SENANDUNG KUPU-KUPU
Oleh:
Arif Budiman[1]
Setelah
perjalanan panjang, akhirnya aku sampai di Malang, kota yang sejak pertama aku
kunjungi sangat mengesankan. Aku adalah laki-laki sederhana. Aku seorang guru
honorer yang tinggal di Jakarta. Aku akan bertemu dengan tunanganku, sebut saja
namanya Noni. Wanita modis yang selalu ingin tampil trendy. Sangat berbeda
dengan karakter dan gayaku yang sederhana. Sebulan sebelum lamaran, aku pernah dimintanya
untuk datang sendiri ke Malang. Rupanya itu pertemuan yang sangat penting.
Tujuannya ia mau jujur dengan keadaannya. Cerita yang sangat mengagetkan. Ia
mengakui dirinya yang tak lagi perawan. Jantungku berdegup kencang. Saat
kutanya dengan siapa..?. Dalam situasi shok yang luar biasa, Aku tak ingin
mendengar ketidak perawanannya bersama laki-laki yang selama ini sangat
dibanggainya, Aldy. Laki-laki ini yang hamper tak pernah bias dilupakannya.

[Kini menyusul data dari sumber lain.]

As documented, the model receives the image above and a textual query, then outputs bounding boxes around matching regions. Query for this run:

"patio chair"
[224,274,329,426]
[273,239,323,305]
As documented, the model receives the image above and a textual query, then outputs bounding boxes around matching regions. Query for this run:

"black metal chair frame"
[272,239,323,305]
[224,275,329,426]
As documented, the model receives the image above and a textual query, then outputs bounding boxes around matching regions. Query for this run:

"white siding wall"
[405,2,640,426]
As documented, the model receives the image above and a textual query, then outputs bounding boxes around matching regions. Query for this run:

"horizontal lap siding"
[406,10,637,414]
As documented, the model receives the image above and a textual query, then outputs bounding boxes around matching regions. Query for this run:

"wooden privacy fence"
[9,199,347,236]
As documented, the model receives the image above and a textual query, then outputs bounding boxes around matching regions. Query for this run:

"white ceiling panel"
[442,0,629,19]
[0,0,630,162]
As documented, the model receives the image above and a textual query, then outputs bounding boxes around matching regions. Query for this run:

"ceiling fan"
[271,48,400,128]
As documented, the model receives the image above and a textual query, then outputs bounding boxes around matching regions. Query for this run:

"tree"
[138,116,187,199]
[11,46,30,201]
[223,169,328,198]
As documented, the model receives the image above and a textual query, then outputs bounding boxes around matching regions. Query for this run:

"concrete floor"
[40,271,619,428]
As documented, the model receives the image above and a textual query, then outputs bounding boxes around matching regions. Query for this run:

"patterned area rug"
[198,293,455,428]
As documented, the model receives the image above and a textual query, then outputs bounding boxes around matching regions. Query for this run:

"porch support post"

Bahkan wallpapernya selalu ada gambarnya.
Saat
itu Ia menjawab bahwa ketidak perawannnya terjadi dengan Cecep, kakak kelasnya
di SMA Bogor
Sejak
saat itu aku berharap itu ceritanya yang terakhir. Cerita yang sangat
mengerikan. Cerita yang paling kutakutkan. Aku tak membayangkan akan mendapati
nasib seperti ini. Paling anti dengan cerita itu, tapi malah mengalami. Dada
terasa sangat sesak..!!! Sesudah itu, aku memintanya untuk membuka semua
masalahnya yang lain. Aku tidak ingin ada yang ditutup-tutupi lagi. Dan pada
akhirnya aku harus berbesar hati untuk menerimanya.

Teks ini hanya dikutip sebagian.